As already said, VTL is intended to operate at logical/conceptual level and independently of the implementation, actually allowing different implementations. For this reason, VTL-IM provides only for a core abstract view of data and calculations and leaves out the implementation aspects.

Some other aspects, even if logically related to the representation of data and calculations, are intentionally left out because they can depend on the actual implementation too. Some of them are mentioned hereinafter (for example the representation of real-world historical changes that impact model artefacts).

The operational metadata needed for supporting real processing systems are also out of VTL scope.

The implementation of the VTL-IM abstract model artefacts needs to take into account the specificities of the standards (like SDMX, DDI …) and the information systems for which it is used.

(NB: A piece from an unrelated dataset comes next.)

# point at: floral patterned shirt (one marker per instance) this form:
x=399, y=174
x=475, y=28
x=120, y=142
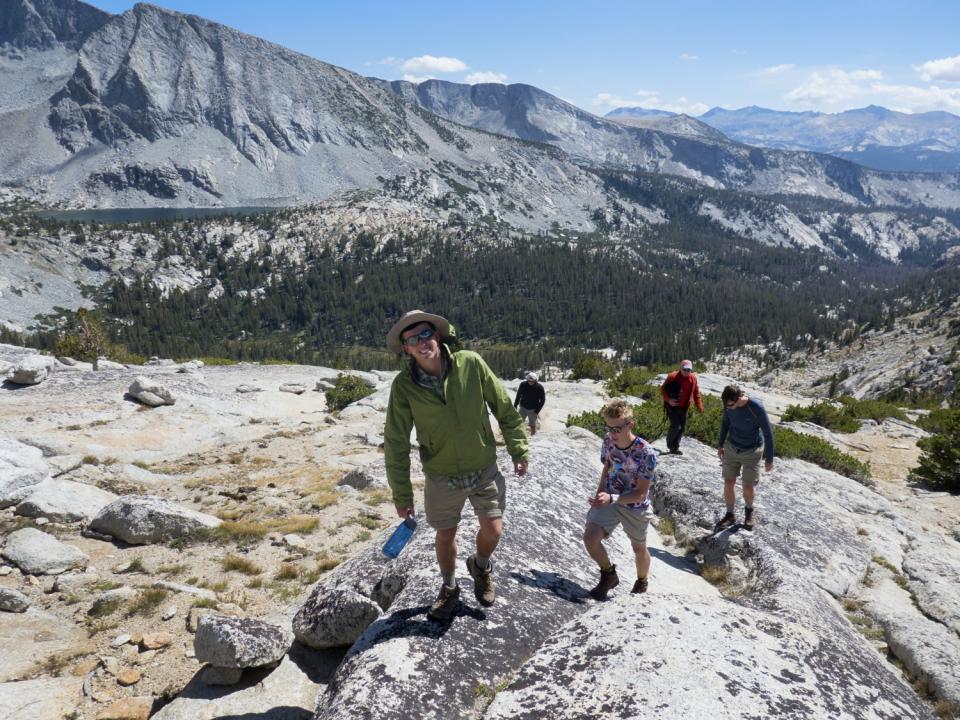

Structural artefacts and reusable rules

The structural artefacts of the VTL IM (e.g. a set of code items) as well as the artefacts of other existing standards (like SDMX, DDI, or others) are intrinsically reusable. These so-called “structural” artefacts can be referenced as many times as needed.

In order to empower the capability of reusing definitions, a main requirement for VTL 2.0 has been the introduction of reusable rules (for example, validation or aggregation rules defined once and applicable to different cases).

The reusable rules are defined through the VTL definition language and applied through the VTL manipulation language.

The core language and the standard library

VTL 1.0 contains a flat list of operators, in principle not related to one another. A main suggestion for VTL 2.0 was to identify a core set of primitive operators able to express all of the other operators present in the language. This was done in order to specify the semantics of available operators more formally, avoiding possible ambiguities about their behaviour and fostering coherent implementations. The distinction between ‘core’ and ‘standard’ library is not important to the VTL users but is largely of interest of the VTL technical implementers.

The suggestion above has been acknowledged, so VTL 2.0 manipulation language consists of a core set of primitive operators and a standard library of derived operators, definable in term of the primitive ones. The standard library contains essentially the VTL 1 operators (possibly enhanced) and the new operators introduced with VTL 2.0 (see below).

In particular, the VTL core includes an operator called “join” which allows extending the common scalar operations to the Data Sets. .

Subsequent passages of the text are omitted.